14. In a different connection, the Court usually asks the authorities of the Contracting Parties for guarantees in each concrete case that respect for the Convention rights will be ensured, indicating to them not to remove persons to countries where there are real risks of ill-treatment. In relation to diplomatic assurances and the criteria of our case-law in Othman (Abu Qatada) v. the United Kingdom (no. 8139/09, 17 January 2012), I find that in the case of Kyrgyzstan the relevant guarantees are not satisfied at all at present, more specifically under points (e), (f) and (g) in paragraph 100 of the judgment, which contains the following summary of the Othman case ‑ law in this connection:

“Generally, the Court will assess first the quality of assurances given and, secondly, whether, in the light of the receiving State’s practices, they can be relied upon. In its analysis the Court has previously had regard to various factors, including among many others the following: (a) whether the assurances are specific or are general and vague; (b) who has given the assurances and whether that person can bind the receiving State; (c) if the assurances have been issued by the central Government of the receiving State, whether local authorities can be expected to abide by them; (d) the length and strength of bilateral relations between the sending and receiving States, including the receiving State’s record in abiding by similar assurances; (e) whether compliance with the assurances can be objectively verified through diplomatic or other monitoring mechanisms, including providing unfettered access to the applicant’s lawyers; (f) whether there is an effective system of protection against torture in the receiving State, including whether it is willing to cooperate with international monitoring mechanisms (including international human-rights NGOs), and whether it is willing to investigate allegations of torture and to punish those responsible; and (g) whether the reliability of the assurances has been examined by the domestic courts of the sending/Contracting State (see Othman (Abu Qatada) , cited above, § 189, with further references).”
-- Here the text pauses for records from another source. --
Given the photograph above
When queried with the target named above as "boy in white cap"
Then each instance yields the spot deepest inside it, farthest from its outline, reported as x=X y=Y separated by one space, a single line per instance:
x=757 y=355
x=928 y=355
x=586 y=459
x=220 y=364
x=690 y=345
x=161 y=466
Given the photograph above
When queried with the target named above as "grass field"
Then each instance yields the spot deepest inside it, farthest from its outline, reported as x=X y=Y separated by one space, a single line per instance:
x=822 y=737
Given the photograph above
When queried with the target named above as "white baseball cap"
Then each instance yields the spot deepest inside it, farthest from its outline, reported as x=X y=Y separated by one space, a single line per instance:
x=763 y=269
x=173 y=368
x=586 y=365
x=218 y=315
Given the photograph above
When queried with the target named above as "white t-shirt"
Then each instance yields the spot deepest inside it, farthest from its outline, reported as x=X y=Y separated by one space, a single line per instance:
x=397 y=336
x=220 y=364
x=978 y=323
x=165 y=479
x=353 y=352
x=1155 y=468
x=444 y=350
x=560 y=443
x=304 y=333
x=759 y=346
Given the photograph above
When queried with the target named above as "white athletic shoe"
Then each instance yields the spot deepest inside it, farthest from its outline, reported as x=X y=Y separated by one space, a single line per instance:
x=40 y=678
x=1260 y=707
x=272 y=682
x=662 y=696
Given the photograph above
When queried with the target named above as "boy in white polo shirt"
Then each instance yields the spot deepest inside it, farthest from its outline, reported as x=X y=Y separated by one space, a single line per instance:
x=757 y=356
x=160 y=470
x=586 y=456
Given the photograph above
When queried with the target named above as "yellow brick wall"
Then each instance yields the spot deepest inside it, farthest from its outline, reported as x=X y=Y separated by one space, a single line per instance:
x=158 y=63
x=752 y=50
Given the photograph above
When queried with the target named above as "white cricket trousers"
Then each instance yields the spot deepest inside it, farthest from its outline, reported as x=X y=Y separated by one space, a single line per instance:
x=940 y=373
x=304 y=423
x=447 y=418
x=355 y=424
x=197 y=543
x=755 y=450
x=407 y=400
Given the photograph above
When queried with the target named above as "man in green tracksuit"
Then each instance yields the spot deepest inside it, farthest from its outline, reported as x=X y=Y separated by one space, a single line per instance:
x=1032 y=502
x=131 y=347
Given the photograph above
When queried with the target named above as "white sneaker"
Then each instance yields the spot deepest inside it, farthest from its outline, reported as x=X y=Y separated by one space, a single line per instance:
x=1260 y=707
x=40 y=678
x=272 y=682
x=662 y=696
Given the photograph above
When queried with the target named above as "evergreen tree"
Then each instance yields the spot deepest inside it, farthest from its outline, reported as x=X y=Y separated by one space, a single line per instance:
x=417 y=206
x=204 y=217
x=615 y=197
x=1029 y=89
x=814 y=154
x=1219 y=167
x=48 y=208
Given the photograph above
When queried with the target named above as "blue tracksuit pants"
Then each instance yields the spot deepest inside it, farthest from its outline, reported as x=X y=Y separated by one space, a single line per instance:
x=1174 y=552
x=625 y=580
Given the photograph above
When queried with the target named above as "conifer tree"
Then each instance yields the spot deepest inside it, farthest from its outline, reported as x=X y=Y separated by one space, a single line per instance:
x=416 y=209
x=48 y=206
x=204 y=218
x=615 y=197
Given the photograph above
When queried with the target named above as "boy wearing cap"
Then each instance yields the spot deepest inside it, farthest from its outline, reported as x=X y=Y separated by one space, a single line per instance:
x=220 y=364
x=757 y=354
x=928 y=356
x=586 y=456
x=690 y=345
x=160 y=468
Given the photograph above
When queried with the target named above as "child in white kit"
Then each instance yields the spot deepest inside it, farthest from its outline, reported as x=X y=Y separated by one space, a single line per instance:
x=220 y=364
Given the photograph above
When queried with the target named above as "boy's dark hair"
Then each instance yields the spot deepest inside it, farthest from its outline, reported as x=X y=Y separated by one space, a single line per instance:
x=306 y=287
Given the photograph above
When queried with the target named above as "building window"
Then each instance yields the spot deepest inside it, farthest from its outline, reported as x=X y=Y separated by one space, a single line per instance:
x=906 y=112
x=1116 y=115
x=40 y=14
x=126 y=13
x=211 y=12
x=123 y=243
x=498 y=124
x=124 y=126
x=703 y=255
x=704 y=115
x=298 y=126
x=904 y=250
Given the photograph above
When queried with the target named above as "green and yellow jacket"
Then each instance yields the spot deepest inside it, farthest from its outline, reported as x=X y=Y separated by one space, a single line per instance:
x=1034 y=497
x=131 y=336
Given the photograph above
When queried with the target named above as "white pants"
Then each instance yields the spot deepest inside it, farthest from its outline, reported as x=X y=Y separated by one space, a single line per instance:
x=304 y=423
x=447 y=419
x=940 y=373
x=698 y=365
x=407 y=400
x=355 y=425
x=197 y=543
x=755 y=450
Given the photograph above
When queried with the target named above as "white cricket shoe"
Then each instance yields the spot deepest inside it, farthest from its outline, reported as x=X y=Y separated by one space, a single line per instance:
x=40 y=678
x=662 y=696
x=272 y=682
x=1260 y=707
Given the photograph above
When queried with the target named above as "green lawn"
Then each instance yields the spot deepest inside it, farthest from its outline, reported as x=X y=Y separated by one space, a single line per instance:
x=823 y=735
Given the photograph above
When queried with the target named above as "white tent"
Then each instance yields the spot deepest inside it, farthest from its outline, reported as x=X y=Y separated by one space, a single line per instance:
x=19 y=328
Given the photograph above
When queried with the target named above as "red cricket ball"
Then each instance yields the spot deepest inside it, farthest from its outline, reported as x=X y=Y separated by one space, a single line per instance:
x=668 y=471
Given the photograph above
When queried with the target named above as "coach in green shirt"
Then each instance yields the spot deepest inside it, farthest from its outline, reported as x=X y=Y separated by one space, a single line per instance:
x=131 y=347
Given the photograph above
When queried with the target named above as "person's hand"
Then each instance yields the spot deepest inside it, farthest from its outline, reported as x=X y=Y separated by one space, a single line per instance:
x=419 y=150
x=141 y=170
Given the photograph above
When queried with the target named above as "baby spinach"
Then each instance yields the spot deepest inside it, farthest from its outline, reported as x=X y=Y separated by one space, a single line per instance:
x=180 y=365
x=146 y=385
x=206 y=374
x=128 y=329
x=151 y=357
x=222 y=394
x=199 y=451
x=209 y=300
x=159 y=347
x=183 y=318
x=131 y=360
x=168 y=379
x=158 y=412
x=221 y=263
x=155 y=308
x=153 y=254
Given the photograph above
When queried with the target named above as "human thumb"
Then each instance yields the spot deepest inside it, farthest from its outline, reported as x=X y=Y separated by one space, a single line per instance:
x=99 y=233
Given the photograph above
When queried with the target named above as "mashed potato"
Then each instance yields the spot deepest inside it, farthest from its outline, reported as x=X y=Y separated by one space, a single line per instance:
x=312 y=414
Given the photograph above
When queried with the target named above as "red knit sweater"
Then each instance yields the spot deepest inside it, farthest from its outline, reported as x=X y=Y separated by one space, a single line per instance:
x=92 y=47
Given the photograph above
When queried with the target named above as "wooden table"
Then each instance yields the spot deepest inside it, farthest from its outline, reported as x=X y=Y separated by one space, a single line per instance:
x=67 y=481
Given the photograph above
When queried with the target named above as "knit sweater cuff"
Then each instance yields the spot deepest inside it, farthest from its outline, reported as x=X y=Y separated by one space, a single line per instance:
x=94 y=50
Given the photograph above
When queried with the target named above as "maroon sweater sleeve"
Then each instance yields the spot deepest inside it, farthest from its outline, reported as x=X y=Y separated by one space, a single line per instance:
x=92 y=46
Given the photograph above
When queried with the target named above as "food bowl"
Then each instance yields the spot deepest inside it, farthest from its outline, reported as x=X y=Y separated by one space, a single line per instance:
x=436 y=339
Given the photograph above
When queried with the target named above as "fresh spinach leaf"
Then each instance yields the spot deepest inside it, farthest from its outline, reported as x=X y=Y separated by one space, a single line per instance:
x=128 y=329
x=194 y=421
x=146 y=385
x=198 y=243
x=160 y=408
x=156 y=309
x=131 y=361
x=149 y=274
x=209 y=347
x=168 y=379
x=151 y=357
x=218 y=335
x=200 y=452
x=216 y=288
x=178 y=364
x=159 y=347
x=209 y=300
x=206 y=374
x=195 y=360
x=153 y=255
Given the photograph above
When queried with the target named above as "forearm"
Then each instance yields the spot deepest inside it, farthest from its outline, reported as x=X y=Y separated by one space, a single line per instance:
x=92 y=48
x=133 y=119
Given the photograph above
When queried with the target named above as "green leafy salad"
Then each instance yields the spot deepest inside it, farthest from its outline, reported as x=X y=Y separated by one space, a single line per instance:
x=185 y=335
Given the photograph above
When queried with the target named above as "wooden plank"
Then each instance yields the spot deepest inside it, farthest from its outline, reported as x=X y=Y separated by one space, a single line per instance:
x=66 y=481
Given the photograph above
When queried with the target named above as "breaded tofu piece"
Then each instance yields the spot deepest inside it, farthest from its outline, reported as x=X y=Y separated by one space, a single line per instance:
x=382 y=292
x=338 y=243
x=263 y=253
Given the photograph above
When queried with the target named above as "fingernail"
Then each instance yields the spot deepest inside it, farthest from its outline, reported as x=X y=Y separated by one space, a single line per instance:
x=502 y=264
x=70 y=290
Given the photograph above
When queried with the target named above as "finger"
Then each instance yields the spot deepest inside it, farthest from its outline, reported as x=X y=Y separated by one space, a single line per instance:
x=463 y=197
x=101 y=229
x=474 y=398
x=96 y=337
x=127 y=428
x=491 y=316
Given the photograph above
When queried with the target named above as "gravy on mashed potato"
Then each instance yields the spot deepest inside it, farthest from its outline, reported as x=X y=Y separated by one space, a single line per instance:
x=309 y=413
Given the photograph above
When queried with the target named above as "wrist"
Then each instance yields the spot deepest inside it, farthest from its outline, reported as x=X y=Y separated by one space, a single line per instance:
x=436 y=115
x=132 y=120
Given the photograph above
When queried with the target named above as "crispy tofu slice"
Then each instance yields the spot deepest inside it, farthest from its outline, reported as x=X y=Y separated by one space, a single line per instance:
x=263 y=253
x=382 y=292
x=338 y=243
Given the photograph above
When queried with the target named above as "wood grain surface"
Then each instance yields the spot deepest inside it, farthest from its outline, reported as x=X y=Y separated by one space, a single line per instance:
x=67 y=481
Among the available material we have been able to read, the report of the third party ICJ (International Commission of Jurists), which has a serious and professional reputation, comments on the lack of real monitoring and submits that the domestic courts “relied on diplomatic assurances made by the requesting State, without scrutinising their adequacy”, also bearing in mind that Kyrgyzstan is not a party to the Convention (see paragraphs 74-75 and also the dissenting opinion of Judge Keller, paragraph 2).

15. On the basis of all these facts, in my view, there would be a violation of Article 3 of the Convention in the event of the applicants’ extradition to Kyrgyzstan.